Company posted 16% year-on-year growth in net operating income. Ebitda margin jumped 500 basis points
The company, meanwhile, reported a strong performance for the December quarter, with higher income and profitability
Units of Embassy Office Parks REIT (real estate investment trust) have outperformed the benchmark Nifty Realty index by a wide margin, rising 39% since the April 2019 listing.
This is despite the recent headwind in the form of a change in dividend tax in the Union budget. A report by ICICI Securities Ltd said: “If the Budget proposal stands, it would result in foreign and domestic funds losing 9 basis points (bps) and 15bps, respectively, on their overall yields, assuming a 10% dividend payout as a percentage of the overall Embassy REIT distribution."

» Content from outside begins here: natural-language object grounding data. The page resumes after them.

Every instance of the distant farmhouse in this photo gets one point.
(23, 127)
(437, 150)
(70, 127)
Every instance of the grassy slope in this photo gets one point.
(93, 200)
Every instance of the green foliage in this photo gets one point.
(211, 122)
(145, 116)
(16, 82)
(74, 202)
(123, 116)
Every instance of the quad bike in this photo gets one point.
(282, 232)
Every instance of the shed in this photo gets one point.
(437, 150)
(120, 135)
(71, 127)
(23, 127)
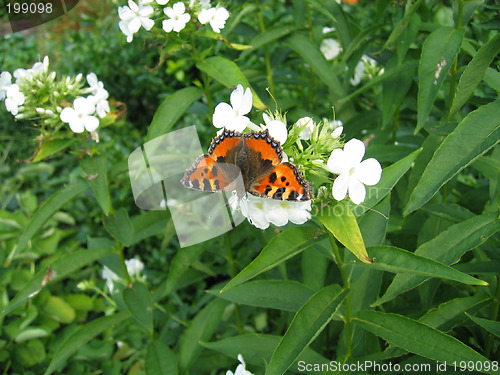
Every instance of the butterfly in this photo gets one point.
(254, 155)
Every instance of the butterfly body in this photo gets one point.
(254, 155)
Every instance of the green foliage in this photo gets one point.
(410, 276)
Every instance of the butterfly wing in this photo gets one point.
(215, 171)
(283, 182)
(204, 175)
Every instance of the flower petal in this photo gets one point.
(340, 186)
(223, 114)
(277, 130)
(357, 191)
(369, 171)
(338, 162)
(355, 150)
(76, 125)
(277, 212)
(67, 114)
(90, 123)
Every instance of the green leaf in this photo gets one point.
(403, 24)
(257, 348)
(80, 337)
(160, 360)
(390, 177)
(408, 66)
(65, 266)
(282, 247)
(170, 110)
(311, 54)
(396, 260)
(140, 305)
(394, 91)
(492, 79)
(46, 210)
(120, 227)
(417, 337)
(181, 262)
(229, 74)
(474, 72)
(271, 34)
(274, 294)
(438, 52)
(341, 222)
(373, 224)
(451, 313)
(59, 310)
(30, 334)
(306, 325)
(51, 147)
(490, 325)
(201, 329)
(475, 135)
(448, 247)
(96, 170)
(337, 16)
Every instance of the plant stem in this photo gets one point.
(454, 67)
(488, 346)
(347, 301)
(267, 58)
(233, 272)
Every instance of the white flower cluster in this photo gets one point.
(347, 163)
(37, 80)
(140, 13)
(366, 68)
(12, 93)
(134, 269)
(241, 369)
(81, 116)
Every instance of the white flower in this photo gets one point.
(134, 266)
(80, 117)
(100, 101)
(260, 212)
(336, 126)
(110, 277)
(276, 128)
(330, 48)
(14, 98)
(359, 72)
(216, 16)
(280, 212)
(353, 172)
(5, 82)
(232, 117)
(307, 131)
(178, 18)
(133, 17)
(204, 4)
(94, 83)
(27, 74)
(241, 369)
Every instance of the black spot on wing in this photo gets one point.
(272, 177)
(206, 185)
(279, 193)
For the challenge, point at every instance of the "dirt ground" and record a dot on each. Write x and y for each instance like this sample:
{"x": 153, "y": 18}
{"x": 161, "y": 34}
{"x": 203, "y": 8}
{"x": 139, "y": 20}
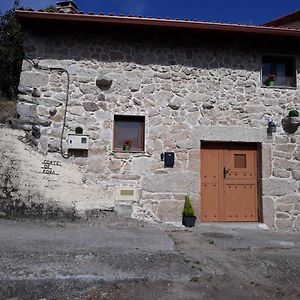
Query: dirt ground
{"x": 115, "y": 258}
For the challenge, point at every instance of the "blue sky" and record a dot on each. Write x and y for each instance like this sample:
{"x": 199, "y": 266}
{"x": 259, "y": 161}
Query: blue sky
{"x": 235, "y": 11}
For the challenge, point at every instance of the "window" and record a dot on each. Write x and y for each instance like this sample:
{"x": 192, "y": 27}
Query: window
{"x": 129, "y": 133}
{"x": 279, "y": 71}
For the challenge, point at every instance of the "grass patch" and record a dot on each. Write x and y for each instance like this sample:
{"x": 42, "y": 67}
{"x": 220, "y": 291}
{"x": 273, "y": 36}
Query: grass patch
{"x": 7, "y": 110}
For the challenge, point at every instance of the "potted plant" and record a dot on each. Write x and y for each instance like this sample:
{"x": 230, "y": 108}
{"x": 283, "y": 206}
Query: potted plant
{"x": 271, "y": 80}
{"x": 188, "y": 214}
{"x": 291, "y": 123}
{"x": 127, "y": 145}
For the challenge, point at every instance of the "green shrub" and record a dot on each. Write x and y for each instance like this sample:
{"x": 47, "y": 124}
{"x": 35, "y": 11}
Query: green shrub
{"x": 293, "y": 113}
{"x": 188, "y": 210}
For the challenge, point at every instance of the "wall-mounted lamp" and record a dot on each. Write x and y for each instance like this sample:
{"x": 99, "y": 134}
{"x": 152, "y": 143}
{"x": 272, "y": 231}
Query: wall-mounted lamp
{"x": 271, "y": 127}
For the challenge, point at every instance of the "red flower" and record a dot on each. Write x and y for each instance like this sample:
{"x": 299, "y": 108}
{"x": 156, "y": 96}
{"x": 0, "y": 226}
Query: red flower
{"x": 128, "y": 142}
{"x": 272, "y": 76}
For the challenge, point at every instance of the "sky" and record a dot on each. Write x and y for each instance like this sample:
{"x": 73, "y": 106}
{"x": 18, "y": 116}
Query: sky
{"x": 232, "y": 11}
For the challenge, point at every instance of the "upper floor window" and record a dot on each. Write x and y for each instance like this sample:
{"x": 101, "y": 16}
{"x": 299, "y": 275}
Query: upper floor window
{"x": 278, "y": 71}
{"x": 129, "y": 133}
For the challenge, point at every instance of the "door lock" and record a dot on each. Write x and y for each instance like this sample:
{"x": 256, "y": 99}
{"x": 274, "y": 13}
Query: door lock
{"x": 225, "y": 172}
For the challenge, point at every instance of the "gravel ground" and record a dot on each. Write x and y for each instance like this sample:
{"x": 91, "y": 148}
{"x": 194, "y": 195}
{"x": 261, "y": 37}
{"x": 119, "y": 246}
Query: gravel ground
{"x": 110, "y": 257}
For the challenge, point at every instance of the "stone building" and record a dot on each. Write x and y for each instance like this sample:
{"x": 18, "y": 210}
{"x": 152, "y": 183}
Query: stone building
{"x": 145, "y": 93}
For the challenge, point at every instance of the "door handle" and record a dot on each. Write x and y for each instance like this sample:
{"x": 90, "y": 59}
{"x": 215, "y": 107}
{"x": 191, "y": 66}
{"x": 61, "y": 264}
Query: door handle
{"x": 225, "y": 172}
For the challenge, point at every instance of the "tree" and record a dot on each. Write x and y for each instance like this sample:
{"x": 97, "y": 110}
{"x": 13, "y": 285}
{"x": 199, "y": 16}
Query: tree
{"x": 11, "y": 55}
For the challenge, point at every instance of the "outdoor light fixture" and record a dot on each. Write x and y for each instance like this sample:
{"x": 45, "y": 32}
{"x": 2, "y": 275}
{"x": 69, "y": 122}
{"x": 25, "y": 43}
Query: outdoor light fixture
{"x": 271, "y": 127}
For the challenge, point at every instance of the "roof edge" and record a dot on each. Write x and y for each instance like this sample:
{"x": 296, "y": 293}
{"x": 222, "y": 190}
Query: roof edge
{"x": 23, "y": 15}
{"x": 291, "y": 17}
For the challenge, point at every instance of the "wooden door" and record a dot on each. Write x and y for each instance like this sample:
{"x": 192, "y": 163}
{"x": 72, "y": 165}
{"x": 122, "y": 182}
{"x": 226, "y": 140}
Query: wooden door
{"x": 229, "y": 182}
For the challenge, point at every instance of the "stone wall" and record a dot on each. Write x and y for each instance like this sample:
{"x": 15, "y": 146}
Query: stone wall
{"x": 183, "y": 92}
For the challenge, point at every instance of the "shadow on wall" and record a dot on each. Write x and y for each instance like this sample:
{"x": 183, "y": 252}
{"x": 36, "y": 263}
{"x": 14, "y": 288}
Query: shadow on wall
{"x": 145, "y": 46}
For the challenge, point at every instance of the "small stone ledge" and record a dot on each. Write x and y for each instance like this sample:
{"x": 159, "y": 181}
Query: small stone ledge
{"x": 231, "y": 134}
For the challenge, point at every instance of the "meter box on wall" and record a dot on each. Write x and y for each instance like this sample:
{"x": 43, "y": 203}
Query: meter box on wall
{"x": 78, "y": 141}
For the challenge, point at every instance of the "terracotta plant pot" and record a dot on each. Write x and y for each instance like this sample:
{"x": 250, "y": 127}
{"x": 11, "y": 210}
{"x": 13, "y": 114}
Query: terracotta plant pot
{"x": 290, "y": 124}
{"x": 189, "y": 221}
{"x": 126, "y": 148}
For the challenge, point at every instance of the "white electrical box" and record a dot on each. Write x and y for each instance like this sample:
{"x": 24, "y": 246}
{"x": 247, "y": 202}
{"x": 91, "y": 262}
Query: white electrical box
{"x": 126, "y": 194}
{"x": 78, "y": 141}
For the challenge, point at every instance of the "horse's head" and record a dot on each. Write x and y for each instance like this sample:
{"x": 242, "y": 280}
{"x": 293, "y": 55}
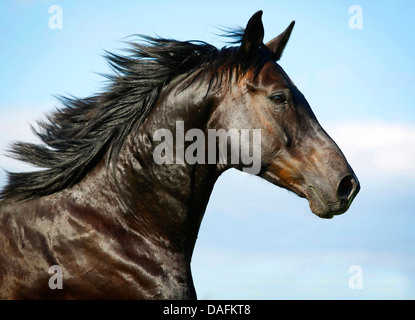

The company, meanwhile, reported a strong performance for the December quarter, with higher income and profitability. It posted 16% year-on-year growth in net operating income. Ebitda (earnings before interest, tax, depreciation and amortization) margin jumped 500 basis points.
For the nine months of FY20, the management guided that the REIT should achieve 96-97% of the projected distribution of ₹1,900 crore for the full year, owing to a slower rate of scale-up in Four Seasons Hotel and a few smaller assets.
But this will be compensated for in the following year, which doesn’t make it a major cause for concern. Another risk to appreciation in unit prices is its rich valuations. Current prices suggest investors are forecasting distribution yields of 5.5-6% over FY20-FY22.
Meanwhile, the strong leasing outlook for its existing and forthcoming assets, re-leasing and escalation in lease rentals due to strong demand, augur well.